Statsmodels in Data Science

Statsmodels in Data Science

Statsmodels is one of the most important library in Python’s Data Science ecosystem, inspired by the R Statistical Programming language Statsmodels is the most powerful python library for dealing with Time series Data. Statmodels is very useful in performing Advance Statistical test and estimating statistical models. Statsmodels works alongside Pandas and Numpy (both data science libraries in Python) and is pre-installed in the Anaconda’s Jupyter notebook. How to import and use Statsmodels It is advisable and recommended that we import Statsmodels with Numpy and Pandas

Import pandas as pd
Import numpy as np
Import statsmodels.api as sm
Import statsmodels.formula.api as smf

Importing Statsmodels.api will load most of the public parts of Statsmodels. This makes most functions and classes conveniently available within one or two levels The statsmodels.formula.api in addition to the usual statsmodels.api is used to load many of functions found in the api but holds lower case counterparts for most of these models e.g OLS. Statmodels can be used to perform advance statistical calculations such as

Regression and Linear Models

  • Linear Regression.
  • Generalized Linear Models.
  • Generalized Estimated Equations.
  • Generalized Additive Models (GAM).
  • Robust Linear Models.
  • Linear Mixed Effect Models.
  • Regression with Discrete Dependent variable.

    ANOVA

  • Generalized Linear Mixed Effect Models.

    Time Series Analysis

  • Time series Analysis by state space
  • Vector Autoregressions

    Other Models

  • Method for Survival and Duration Analysis
  • Non Parametric Methods

    for more link below

statsmodels.org/stable/user-guide.html

Performing a simple linear regression with Statsmodels

import numpy as np
import pandas as pd
import statsmodels.api as sm
import matplotlib.pyplot as plt     // assist in plotting variables
loading data using Pandas library
data = pd.read_csv('Simple linear regression data.csv')

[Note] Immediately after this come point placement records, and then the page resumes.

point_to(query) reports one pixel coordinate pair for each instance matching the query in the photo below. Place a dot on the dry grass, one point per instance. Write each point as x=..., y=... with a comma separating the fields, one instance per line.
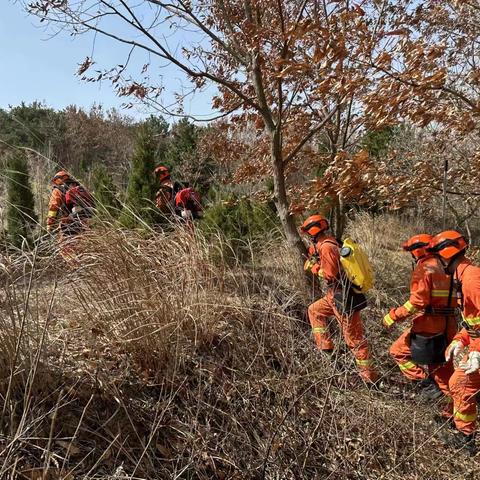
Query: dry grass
x=154, y=360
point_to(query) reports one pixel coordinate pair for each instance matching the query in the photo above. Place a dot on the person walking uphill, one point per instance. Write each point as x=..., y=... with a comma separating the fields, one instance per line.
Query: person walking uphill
x=69, y=208
x=464, y=384
x=431, y=307
x=324, y=261
x=166, y=192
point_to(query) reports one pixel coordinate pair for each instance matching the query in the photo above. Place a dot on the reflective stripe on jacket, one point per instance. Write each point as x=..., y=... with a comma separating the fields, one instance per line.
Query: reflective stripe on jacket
x=429, y=291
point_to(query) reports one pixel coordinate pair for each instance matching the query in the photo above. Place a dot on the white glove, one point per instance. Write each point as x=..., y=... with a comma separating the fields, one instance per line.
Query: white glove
x=453, y=350
x=472, y=364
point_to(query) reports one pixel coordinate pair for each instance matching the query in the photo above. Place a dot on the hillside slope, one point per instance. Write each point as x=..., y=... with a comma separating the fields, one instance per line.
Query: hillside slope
x=162, y=358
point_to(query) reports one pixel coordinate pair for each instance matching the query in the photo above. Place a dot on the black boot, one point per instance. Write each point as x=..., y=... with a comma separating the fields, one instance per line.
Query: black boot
x=460, y=441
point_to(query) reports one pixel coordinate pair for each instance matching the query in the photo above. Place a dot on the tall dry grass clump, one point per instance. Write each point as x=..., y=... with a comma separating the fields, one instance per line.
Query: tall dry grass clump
x=161, y=361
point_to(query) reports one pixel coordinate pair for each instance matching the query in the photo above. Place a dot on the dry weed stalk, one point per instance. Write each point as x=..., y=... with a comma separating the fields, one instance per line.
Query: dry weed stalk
x=154, y=359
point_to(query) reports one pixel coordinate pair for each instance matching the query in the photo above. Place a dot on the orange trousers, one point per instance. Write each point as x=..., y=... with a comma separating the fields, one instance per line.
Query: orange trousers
x=463, y=389
x=352, y=329
x=400, y=351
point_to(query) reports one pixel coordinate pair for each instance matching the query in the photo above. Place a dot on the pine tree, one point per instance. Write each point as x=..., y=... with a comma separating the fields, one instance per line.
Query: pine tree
x=149, y=152
x=105, y=192
x=21, y=218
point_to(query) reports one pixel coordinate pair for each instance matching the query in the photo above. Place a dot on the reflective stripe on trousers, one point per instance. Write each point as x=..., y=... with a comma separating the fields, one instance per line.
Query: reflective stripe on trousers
x=407, y=365
x=466, y=417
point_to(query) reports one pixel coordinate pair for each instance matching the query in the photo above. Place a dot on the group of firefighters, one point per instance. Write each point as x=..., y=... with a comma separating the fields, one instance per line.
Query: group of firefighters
x=441, y=360
x=71, y=205
x=431, y=352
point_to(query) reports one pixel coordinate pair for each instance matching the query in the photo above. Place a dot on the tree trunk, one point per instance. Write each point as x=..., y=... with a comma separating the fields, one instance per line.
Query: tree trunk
x=339, y=217
x=281, y=200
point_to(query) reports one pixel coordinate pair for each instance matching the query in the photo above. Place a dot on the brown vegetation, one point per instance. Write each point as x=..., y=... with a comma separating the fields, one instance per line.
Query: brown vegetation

y = data ['dependent-variable']
x1 = data ['independent-variable']
// Add a constant. Essentially, we are adding a new column (equal in lenght to x), which consists only of 1s
x = sm.add_constant(x1)
//  Fit the model, according to the OLS (ordinary least squares) method with a dependent variable y and an idependent x
results = sm.OLS(y,x).fit()
// Print a nice summary of the regression. That's one of the strong points of statsmodels -> the summaries
results.summary()
// Create a scatter plot
plt.scatter(x1,y) // Define the regression equation, so we can plot it later
yhat = 0.0017*x1 + 0.275  // assumed coefficient for this post
// Plot the regression line against the independent variable 
fig = plt.plot(x1,yhat, lw=4, c='orange', label ='regression line')
// Label the axes
plt.xlabel('independent-variable', fontsize = 20)
plt.ylabel('dependent variable', fontsize = 20)
plt.show()

Performing multiple linear regression

y = data ['dependent-variable']
x1 = data [['independent-variable-1','independent-variable-2']]
// Add a constant. Esentially, we are adding a new column (equal in lenght to x), which consists only of 1s
x = sm.add_constant(x1)
// Fit the model, according to the OLS (ordinary least squares) method with a dependent variable y and an idependent x
results = sm.OLS(y,x).fit()
results.summary()

this is just a brief summary of what the statsmodel library can do, hopefully in later post we will explore more analysis with statsmodels like the Time Series Analysis, ANOVA and other tests like Autocorrelation and partial autocorrelation test, VIF (test for Multicollinearity), Durbin Watson test and so more.